Tiffany had also known him in school, and she clearly remembered what he was like, as well. She’d been interested in Maddox’s brother, Tobias, who wasn’t as enigmatic and appealing as Maddox but came awfully damn close, despite his terrible reputation and the behavior that had earned it. She’d been at the party that fateful night, too.
“Did he see you?” Jada asked.
“He did, but I don’t know if he recognized me. Our eyes connected for a second. Then he looked away and kept moving.”
He had to have recognized Tiffany. Not many people had her shade of hair and unique, slanted green eyes. So...what did that mean?
Tiffany bent to adjust her sandal. “Do you think Tobias is out of prison?”
“I have no idea.”
“He should be. He only got eight years, and it’s been thirteen.”
“But my father told me he did something on the inside—got in a fight or found some other trouble—and they extended his sentence. I’m not sure by how much.” That was the last thing her father told her about it before he died, and she wasn’t willing to ask her mother, wasn’t willing to go anywhere near the subject with her.
Tiffany looked as conflicted as Jada felt. “I wonder what he’s like now...”
“I can’t imagine prison has improved him. I have no idea what the past thirteen years have done to Maddox, either.”

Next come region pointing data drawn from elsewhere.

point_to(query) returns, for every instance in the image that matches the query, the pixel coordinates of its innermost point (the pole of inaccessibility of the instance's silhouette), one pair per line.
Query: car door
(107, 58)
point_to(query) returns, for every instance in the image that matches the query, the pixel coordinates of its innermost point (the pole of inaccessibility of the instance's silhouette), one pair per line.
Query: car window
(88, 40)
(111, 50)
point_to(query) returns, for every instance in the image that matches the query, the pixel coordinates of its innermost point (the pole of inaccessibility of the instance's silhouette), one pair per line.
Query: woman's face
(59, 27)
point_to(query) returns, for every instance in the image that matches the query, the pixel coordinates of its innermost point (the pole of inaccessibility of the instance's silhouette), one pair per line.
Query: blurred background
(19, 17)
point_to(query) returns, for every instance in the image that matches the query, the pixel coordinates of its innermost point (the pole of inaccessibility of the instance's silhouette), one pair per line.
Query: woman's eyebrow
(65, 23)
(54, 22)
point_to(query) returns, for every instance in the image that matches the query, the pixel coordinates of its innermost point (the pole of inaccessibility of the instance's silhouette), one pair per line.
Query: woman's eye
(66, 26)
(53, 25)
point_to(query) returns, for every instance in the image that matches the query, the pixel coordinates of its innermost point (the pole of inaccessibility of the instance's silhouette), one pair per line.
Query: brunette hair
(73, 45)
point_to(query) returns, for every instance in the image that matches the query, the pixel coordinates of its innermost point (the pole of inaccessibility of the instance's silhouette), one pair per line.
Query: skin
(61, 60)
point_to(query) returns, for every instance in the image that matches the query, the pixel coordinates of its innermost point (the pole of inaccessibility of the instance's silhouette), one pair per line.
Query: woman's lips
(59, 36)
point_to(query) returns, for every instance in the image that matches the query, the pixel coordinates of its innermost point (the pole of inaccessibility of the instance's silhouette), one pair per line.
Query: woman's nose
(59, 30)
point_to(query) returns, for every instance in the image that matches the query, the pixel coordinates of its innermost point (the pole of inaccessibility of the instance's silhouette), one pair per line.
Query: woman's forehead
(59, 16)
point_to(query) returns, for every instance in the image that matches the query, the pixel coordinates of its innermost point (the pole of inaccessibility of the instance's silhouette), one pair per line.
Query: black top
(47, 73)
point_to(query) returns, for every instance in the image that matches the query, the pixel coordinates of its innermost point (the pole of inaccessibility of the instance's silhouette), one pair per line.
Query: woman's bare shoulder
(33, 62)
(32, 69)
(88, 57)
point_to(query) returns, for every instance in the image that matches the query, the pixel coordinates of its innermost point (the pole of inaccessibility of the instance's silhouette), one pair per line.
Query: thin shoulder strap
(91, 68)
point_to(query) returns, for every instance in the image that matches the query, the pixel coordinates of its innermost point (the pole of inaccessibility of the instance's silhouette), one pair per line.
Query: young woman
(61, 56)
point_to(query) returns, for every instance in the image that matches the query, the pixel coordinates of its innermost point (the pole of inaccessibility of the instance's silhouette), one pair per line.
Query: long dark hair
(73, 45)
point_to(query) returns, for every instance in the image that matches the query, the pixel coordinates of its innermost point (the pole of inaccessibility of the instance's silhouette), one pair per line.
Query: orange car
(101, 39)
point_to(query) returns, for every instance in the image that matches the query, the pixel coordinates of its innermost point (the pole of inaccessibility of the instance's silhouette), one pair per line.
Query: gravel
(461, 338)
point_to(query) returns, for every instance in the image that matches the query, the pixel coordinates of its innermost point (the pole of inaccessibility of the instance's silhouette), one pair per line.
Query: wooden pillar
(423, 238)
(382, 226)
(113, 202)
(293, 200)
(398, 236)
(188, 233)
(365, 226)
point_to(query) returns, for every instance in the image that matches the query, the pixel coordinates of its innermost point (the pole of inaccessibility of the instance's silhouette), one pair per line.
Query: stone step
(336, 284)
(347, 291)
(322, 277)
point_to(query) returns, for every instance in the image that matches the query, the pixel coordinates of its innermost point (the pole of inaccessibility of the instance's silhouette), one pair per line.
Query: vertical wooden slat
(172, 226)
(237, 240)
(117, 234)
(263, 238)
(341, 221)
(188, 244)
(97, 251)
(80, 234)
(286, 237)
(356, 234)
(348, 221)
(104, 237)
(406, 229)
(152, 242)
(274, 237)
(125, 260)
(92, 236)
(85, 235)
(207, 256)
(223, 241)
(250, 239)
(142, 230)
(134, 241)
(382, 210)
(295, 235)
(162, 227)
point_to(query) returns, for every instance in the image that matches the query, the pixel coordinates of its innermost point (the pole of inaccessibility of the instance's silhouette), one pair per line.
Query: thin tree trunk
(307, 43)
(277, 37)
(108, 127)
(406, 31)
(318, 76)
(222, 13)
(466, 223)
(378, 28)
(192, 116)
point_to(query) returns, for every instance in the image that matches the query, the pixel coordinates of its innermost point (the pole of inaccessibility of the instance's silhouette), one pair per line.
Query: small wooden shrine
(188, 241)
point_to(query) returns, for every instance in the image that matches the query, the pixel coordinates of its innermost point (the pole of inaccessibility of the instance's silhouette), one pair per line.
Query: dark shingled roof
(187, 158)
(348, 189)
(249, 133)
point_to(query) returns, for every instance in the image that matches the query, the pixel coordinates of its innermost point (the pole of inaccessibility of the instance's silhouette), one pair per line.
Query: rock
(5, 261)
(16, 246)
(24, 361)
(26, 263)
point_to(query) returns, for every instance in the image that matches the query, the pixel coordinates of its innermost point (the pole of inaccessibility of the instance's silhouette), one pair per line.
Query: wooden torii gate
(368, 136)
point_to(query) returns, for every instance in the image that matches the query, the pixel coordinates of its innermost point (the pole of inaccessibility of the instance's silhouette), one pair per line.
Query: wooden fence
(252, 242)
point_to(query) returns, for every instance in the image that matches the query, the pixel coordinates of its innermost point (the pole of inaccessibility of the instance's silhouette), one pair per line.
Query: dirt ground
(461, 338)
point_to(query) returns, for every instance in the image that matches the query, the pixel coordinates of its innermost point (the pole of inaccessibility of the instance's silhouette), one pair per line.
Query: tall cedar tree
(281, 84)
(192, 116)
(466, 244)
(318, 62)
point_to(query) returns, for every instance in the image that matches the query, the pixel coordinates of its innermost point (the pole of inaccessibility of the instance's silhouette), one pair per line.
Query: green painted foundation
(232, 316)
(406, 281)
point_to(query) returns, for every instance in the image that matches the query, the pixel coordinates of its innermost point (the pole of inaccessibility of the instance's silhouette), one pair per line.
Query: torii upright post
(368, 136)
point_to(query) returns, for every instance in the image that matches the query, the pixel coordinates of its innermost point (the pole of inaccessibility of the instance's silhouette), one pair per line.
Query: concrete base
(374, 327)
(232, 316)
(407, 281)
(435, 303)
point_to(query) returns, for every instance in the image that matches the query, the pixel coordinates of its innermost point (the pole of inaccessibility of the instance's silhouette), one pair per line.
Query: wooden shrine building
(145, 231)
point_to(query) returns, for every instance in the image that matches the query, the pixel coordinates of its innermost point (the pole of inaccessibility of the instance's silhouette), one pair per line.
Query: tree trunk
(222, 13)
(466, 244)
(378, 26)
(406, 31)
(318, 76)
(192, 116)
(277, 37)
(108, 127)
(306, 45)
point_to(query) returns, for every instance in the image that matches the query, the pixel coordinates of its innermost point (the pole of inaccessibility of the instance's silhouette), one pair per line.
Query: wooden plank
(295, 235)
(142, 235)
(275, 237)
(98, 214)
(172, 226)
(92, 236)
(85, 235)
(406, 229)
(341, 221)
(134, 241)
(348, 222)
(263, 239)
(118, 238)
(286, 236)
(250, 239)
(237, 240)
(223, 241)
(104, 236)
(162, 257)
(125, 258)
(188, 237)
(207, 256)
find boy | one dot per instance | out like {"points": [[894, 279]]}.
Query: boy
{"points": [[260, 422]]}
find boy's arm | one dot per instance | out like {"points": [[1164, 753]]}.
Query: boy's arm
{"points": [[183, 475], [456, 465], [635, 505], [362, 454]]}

“You two have had no contact?”
/> “None whatsoever. You know that. But I thought I saw him, too, a few minutes ago. I’d just talked myself out of it when you came up.”
Tiffany looked back over her shoulder. “I’m sorry. You can’t be happy about this.”

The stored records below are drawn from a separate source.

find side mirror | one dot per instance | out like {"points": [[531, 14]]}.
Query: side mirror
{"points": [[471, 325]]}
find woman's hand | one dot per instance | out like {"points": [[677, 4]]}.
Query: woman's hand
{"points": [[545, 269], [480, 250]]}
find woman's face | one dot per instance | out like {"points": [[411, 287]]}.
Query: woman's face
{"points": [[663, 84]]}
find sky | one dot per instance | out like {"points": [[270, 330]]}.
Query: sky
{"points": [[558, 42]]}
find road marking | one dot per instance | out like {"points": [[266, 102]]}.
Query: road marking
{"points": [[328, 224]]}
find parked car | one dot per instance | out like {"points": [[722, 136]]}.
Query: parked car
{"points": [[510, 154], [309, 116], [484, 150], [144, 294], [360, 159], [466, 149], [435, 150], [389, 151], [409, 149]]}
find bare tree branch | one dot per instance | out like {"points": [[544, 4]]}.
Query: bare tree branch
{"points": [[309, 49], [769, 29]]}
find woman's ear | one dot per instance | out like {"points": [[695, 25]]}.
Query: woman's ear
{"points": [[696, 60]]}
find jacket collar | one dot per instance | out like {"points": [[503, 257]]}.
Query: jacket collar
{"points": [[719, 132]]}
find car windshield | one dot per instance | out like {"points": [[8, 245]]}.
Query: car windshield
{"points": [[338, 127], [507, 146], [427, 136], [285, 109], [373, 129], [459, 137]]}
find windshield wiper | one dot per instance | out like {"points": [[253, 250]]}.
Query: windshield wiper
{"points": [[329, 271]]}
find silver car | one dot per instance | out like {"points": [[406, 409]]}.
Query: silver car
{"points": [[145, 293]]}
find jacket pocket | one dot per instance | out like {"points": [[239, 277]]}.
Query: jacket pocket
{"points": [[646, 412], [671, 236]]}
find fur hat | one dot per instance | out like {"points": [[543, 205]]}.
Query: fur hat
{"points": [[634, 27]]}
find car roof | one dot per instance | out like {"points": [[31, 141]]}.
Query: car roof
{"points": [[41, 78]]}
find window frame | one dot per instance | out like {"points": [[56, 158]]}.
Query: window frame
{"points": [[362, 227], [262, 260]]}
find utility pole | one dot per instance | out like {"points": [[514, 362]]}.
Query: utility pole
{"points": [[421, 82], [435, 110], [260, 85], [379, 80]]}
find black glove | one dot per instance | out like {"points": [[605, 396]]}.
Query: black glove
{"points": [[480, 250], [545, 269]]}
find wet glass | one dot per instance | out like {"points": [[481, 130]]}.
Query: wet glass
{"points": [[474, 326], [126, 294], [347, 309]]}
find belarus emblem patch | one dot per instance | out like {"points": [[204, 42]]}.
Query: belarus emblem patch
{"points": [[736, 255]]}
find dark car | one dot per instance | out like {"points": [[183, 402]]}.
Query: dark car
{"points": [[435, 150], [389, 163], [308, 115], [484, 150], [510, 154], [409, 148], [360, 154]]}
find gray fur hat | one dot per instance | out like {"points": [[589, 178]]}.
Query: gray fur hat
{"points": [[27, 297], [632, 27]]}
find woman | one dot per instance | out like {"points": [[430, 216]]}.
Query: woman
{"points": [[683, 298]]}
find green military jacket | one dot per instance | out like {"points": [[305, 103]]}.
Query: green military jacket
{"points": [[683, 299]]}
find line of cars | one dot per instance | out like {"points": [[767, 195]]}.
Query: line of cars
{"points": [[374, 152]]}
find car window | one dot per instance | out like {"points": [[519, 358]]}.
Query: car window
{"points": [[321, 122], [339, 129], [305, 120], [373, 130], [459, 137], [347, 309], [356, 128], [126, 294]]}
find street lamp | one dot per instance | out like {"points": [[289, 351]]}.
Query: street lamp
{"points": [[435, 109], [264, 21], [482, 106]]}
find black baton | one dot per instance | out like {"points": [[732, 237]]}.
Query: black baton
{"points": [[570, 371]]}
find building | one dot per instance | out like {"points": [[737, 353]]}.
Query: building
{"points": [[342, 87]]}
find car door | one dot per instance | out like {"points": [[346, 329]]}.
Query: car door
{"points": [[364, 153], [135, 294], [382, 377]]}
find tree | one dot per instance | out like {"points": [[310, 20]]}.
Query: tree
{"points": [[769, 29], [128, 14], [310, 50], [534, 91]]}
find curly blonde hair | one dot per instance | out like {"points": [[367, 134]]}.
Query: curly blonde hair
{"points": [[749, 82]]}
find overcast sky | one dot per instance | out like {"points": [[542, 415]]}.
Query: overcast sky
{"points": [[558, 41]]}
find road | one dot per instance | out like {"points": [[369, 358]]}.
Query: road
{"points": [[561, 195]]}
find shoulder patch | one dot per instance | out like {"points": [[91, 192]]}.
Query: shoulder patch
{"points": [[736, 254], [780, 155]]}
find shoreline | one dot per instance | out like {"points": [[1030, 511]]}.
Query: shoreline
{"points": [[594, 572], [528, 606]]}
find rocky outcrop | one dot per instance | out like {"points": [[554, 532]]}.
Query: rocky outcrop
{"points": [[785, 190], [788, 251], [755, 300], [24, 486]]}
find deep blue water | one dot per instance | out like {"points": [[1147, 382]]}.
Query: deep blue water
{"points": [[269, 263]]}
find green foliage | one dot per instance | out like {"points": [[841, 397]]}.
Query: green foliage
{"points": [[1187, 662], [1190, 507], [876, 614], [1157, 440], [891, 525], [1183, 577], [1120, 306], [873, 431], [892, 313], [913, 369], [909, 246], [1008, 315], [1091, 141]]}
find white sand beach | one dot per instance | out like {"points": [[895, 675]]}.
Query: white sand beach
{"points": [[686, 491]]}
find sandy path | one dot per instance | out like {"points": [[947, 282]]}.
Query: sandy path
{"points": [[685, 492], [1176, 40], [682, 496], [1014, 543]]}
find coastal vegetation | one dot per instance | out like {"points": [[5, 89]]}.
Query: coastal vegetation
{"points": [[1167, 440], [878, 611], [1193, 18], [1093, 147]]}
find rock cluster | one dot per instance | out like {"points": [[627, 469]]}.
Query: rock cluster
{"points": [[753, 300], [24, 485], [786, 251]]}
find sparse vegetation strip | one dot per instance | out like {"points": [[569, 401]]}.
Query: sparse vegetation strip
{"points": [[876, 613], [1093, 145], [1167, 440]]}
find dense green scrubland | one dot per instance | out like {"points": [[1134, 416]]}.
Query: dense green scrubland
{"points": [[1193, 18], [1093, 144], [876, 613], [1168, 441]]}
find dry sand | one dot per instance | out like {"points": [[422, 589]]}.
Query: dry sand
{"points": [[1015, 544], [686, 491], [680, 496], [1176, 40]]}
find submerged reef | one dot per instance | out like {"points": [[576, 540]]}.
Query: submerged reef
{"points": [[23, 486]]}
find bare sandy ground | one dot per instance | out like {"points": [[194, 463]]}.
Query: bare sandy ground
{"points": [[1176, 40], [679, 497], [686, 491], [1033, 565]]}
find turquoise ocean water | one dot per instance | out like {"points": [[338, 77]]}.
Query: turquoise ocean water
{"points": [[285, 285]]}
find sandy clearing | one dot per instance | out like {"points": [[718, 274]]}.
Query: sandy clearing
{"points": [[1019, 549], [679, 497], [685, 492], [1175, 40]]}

Jada was facing the opposite direction. She could see that her brother was still paying for the onions. Maddox was nowhere in sight. “I’m not,” she said. And yet there was a small, rebellious part of her that was feeling an unwarranted rush of excitement and expectation. What did Maddox look like these days? What was he up to? Had he gotten married? Was he happy?
She’d often tried to look him up, had been dying—for years—to catch a glimpse of him or find out the smallest detail of what was happening in his life. But he wasn’t on social media.

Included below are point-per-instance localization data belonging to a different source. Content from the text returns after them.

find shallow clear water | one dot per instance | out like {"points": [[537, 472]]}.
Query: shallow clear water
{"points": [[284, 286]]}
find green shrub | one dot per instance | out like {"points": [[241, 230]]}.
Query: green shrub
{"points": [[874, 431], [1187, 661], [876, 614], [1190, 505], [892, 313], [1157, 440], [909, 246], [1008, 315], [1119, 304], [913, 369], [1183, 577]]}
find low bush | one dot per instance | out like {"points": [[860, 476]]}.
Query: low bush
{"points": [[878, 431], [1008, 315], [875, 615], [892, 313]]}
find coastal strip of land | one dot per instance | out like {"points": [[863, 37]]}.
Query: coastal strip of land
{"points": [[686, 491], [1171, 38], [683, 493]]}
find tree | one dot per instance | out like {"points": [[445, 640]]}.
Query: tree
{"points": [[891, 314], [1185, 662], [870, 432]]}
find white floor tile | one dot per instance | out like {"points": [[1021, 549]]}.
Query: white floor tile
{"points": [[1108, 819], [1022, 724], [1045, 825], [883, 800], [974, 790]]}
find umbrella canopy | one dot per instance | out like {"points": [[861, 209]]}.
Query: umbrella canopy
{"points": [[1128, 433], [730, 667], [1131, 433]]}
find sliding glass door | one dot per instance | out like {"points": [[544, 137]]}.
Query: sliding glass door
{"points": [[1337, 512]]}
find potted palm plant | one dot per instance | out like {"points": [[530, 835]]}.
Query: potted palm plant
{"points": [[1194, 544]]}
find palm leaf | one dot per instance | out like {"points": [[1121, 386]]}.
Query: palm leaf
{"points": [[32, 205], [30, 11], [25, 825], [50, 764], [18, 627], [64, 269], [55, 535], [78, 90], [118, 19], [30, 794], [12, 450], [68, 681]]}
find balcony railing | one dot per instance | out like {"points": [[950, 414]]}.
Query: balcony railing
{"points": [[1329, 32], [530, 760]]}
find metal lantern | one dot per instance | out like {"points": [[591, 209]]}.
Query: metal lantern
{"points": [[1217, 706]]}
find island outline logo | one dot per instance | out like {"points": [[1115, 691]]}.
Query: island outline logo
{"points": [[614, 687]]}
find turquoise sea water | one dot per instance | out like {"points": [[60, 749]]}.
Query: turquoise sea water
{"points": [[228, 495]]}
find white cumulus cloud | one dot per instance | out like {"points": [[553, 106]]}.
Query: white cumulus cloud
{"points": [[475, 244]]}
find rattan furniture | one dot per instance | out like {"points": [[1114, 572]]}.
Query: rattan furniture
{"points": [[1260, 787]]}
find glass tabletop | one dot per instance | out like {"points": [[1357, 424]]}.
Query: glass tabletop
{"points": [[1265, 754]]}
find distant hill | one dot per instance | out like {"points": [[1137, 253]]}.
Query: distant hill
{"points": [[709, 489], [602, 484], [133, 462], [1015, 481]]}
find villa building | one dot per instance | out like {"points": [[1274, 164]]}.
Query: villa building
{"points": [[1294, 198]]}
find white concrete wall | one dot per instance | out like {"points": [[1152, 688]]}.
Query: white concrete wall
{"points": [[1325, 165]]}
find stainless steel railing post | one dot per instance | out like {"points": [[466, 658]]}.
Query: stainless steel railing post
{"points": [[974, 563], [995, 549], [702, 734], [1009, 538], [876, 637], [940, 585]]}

“What will you say to him?” Tiffany asked.
Jada had no idea. What could she say to him? If she’d never gotten involved with him, her brother would be a fully functioning adult. “I’m going to avoid him, if I can.” Because of Maya, that was the smartest way to handle the situation. If she drew Maddox’s attention, he might figure out the truth—if something or someone hadn’t tipped him off already.
“That’s probably for the best,” Tiffany agreed. “The mountains and hills that close off this area make Silver Springs feel like such a small town. But there are seven thousand people here. That’s not so small that everyone knows everyone else. You might get lucky and never cross paths with him.”
That wasn’t very likely. She was running her mother’s cookie store downtown much of the time. They’d at least see each other. Unless...
“Hopefully, he won’t be staying long,” Jada murmured, but she couldn’t be totally committed to wishing him gone. She’d loved him so much, hadn’t felt anything even half as powerful since, which was a sad testament to what her marriage had been like. She’d screwed up her life in so many ways—dating the boy her parents had warned her not to get involved with, getting pregnant at seventeen, marrying the wrong man while rushing to find the same kind of all-consuming love she’d lost. And now, just when she was putting the past into perspective and settling in to rebuild—slowly and with some caution this time—Maddox popped up in Silver Springs?